Department of Psychiatry, Penn State College of Medicine and Penn State Milton S. Hershey Medical Center, Hershey, Pennsylvania, USA.
Department of Psychiatry and Depression Center, University of Michigan, Ann Arbor, Michigan, USA.
Section on Nutritional Neurosciences, Laboratory of Membrane Biochemistry and Biophysics, National Institute on Alcohol Abuse and Alcoholism, National Institutes of Health, Bethesda, Maryland, USA.
Department of Psychiatry, University of Illinois, Chicago, Illinois, USA.
Office of Scientific Director, National Institute on Aging, National Institutes of Health, Bethesda, Maryland, USA.

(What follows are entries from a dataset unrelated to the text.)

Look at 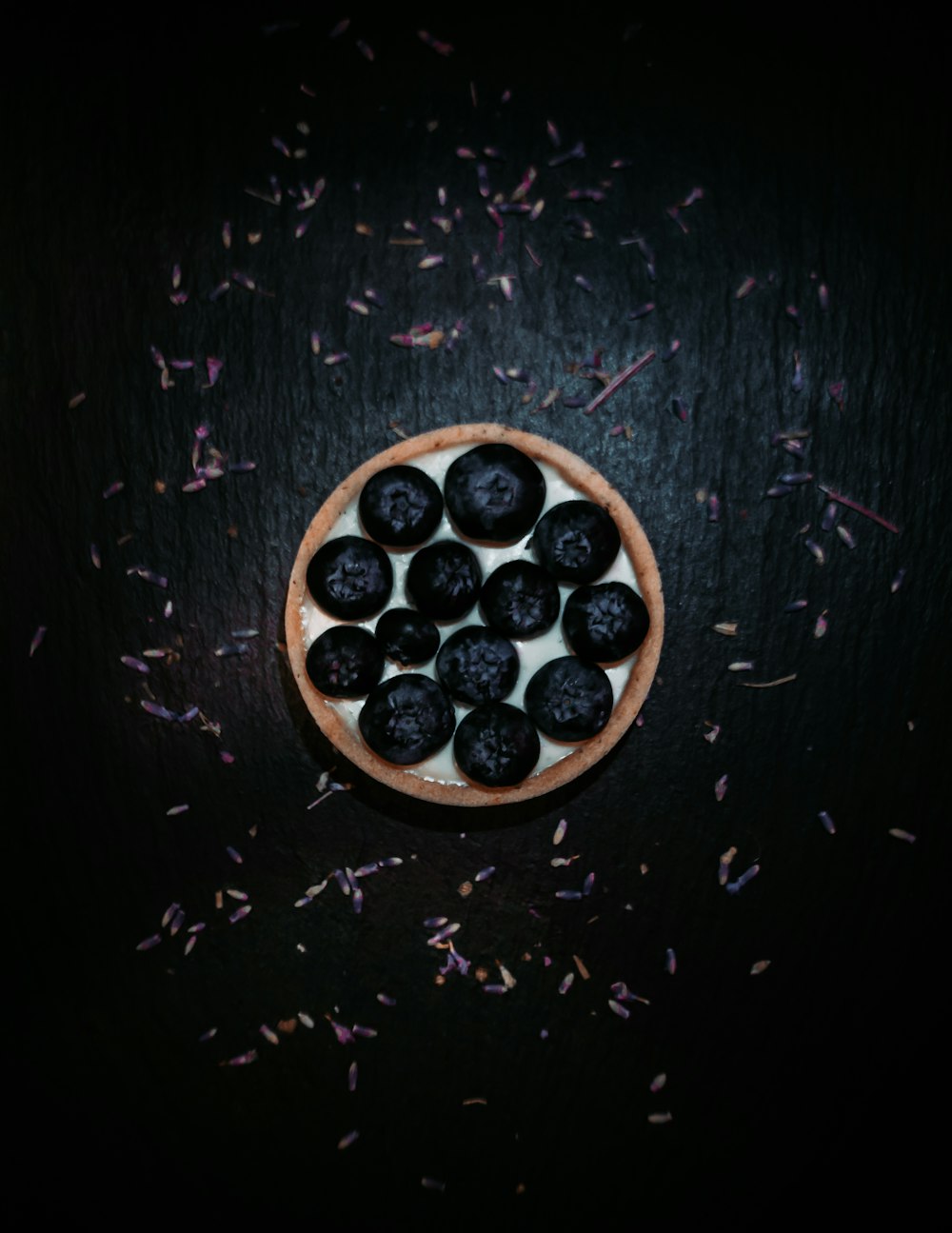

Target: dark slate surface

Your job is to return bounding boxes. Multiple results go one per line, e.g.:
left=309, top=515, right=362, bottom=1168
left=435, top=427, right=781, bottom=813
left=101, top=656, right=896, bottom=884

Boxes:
left=0, top=6, right=949, bottom=1228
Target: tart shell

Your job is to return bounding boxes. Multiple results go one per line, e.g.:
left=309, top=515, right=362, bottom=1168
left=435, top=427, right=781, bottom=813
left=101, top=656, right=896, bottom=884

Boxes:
left=285, top=424, right=664, bottom=807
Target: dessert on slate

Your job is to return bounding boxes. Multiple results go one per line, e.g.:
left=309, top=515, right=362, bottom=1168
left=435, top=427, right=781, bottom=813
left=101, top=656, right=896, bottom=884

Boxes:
left=285, top=424, right=664, bottom=805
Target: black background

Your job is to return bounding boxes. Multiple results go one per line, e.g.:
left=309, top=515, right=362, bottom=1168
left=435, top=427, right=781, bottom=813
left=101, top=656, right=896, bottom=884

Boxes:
left=0, top=6, right=949, bottom=1227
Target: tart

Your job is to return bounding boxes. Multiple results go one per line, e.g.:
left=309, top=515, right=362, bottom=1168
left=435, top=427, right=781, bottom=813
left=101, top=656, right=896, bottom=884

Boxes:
left=285, top=424, right=664, bottom=806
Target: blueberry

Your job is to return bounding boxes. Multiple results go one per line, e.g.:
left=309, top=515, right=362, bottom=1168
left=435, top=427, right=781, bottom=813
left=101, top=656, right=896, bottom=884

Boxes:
left=437, top=626, right=519, bottom=706
left=306, top=626, right=384, bottom=698
left=480, top=561, right=561, bottom=638
left=307, top=535, right=393, bottom=620
left=443, top=445, right=545, bottom=544
left=359, top=467, right=443, bottom=547
left=452, top=702, right=539, bottom=788
left=563, top=582, right=650, bottom=664
left=407, top=540, right=482, bottom=620
left=373, top=607, right=440, bottom=666
left=526, top=655, right=613, bottom=741
left=358, top=672, right=456, bottom=766
left=533, top=501, right=622, bottom=582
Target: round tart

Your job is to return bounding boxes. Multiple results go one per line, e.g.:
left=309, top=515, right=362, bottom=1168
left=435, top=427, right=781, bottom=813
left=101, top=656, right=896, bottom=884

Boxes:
left=285, top=424, right=664, bottom=806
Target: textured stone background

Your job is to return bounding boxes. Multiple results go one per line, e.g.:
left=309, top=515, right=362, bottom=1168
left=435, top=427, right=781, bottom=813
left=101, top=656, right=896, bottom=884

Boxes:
left=0, top=6, right=949, bottom=1227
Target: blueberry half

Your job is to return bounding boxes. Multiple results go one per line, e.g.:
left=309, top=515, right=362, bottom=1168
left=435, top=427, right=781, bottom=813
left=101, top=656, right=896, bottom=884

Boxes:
left=358, top=467, right=443, bottom=547
left=533, top=501, right=622, bottom=582
left=443, top=444, right=545, bottom=544
left=358, top=672, right=456, bottom=766
left=480, top=561, right=561, bottom=638
left=305, top=626, right=384, bottom=698
left=563, top=582, right=651, bottom=664
left=307, top=535, right=393, bottom=620
left=373, top=607, right=440, bottom=666
left=452, top=702, right=539, bottom=788
left=407, top=540, right=482, bottom=620
left=437, top=626, right=519, bottom=706
left=526, top=655, right=613, bottom=741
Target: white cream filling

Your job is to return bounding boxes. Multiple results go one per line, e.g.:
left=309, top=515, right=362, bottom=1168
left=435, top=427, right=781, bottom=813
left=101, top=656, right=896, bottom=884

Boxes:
left=301, top=444, right=642, bottom=786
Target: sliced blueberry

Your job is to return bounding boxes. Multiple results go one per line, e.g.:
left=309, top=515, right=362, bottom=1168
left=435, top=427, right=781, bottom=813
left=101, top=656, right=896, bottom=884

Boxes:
left=306, top=626, right=384, bottom=698
left=407, top=540, right=482, bottom=620
left=358, top=672, right=456, bottom=766
left=443, top=444, right=545, bottom=544
left=307, top=535, right=393, bottom=620
left=437, top=626, right=519, bottom=706
left=563, top=582, right=651, bottom=664
left=480, top=561, right=560, bottom=638
left=373, top=607, right=440, bottom=666
left=526, top=655, right=613, bottom=741
left=452, top=702, right=539, bottom=788
left=359, top=467, right=443, bottom=547
left=533, top=501, right=622, bottom=582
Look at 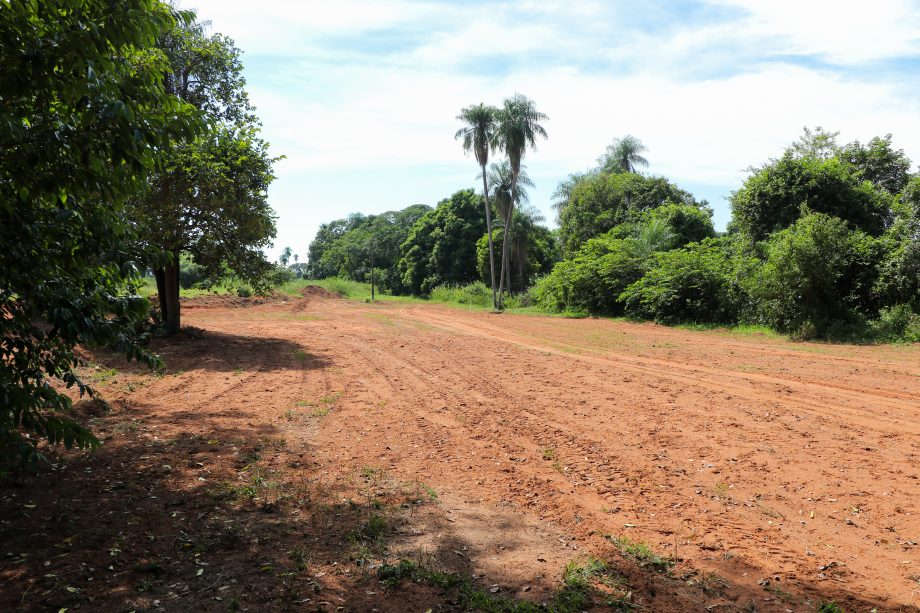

Inflammation is an important mediator of pathophysiology in bipolar disorder. The omega-3 (n-3) and omega-6 (n-6) polyunsaturated fatty acid (PUFA) metabolic pathways participate in several inflammatory processes and have been linked through epidemiologic and clinical studies to bipolar disorder and its response to treatment. We review the proposed role of PUFA metabolism in neuroinflammation, modulation of brain PUFA metabolism by antimanic medications in rodent models, and anti-inflammatory pharmacotherapy in bipolar disorder and in major depressive disorder (MDD). Although the convergence of findings between preclinical and postmortem clinical data is compelling, we investigate why human trials of PUFA as treatment are mixed. We view the biomarker and treatment study findings in light of the evidence for the hypothesis that arachidonic acid hypermetabolism contributes to bipolar disorder pathophysiology and propose that a combined high n-3 plus low n-6 diet should be tested as an adjunct to current medication in future trials.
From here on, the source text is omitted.